Supporting communities affected by river erosion

This project ended in March 2009, but Practical Action's work with poor communities affected by river erosion continues in the Pathways from Poverty (Shiree) project.

The project ran for five years, from 2004 to 2009, with the mission to address the development needs of the communities, who have been displaced by river erosion and those who are living under the threat of being eroded in the near future.

The five year £1.3 million pound project (funded by Community Fund and several other Trusts and donors) was implemented in four upazila locations in Gaibandha district, a badly affected area in Bangladesh. The project worked in collaboration with 5 local partners NGOs with the aim of:

  • Strengthening and supporting the capacity of the target community and institutions to cope with natural disasters;
  • Providing alternative livelihoods opportunities through, skills development, technology transfer and small enterprise development;
  • Developing and supporting basic infrastructure services (water, health, housing), and enable poor people to access existing government services
  • Raising awareness on basic rights of the community, with particular emphasis on land rights and rights of women.

Area of work

The project activities specifically were providing extensive livelihood skills training and technology support, developing and deploying about 800 community extensionists skilled in various trades, establishing 4 cluster villages, which were equipped with housing, water, sanitation and other health and education services and constructing 3 multipurpose shelters. The project directly reached 20,000 men, women and children within the project period 2004-2009.

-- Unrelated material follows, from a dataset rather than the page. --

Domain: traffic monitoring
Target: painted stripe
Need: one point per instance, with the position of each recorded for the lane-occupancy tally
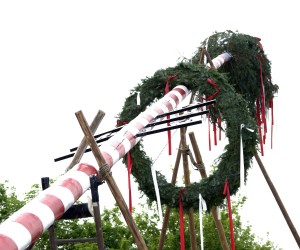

Practical Action has played a key role in technology innovation and dissemination, skills training, enterprise development, and other activities related to disaster mitigation, market access and infrastructure services. Partner organisation played a direct role in services such as health and education. The project attempted to take a holistic approach to tackle the poverty situation, mobilising a broad range of interventions to support a sustainable livelihood system among the community.


The River Erosion Project ended in March 2009. This project was part of Practical Action Bangladesh's Reducing Vulnerability programme, and won the Ryutaro Hashimoto APFED Award gold prize. The project's strategic work in indigenous fish species and SRS culture, conservation and extension have been acknowledged and awarded by the Government Department of Fisheries and Ministry of Livestock and Fisheries.

Practical Action's work with poor communities affected by river erosion continues in the Pathways from Poverty (Shiree) project.

Coping with Disasters (PDF, 64 pages, 15.4MB)
Gaibandha, located in the North-West of Bangladesh at the meeting point of the rivers Tista and Brahmaputra, is one of the most erosion-prone areas of Bangladesh. Through its award-winning `Disappearing lands: supporting communities affected by river erosion' project, Practical Action Bangladesh helped 20,000 poor families victimised by riverbank erosion. This book contains series of photographs with short notes depicting some project interventions.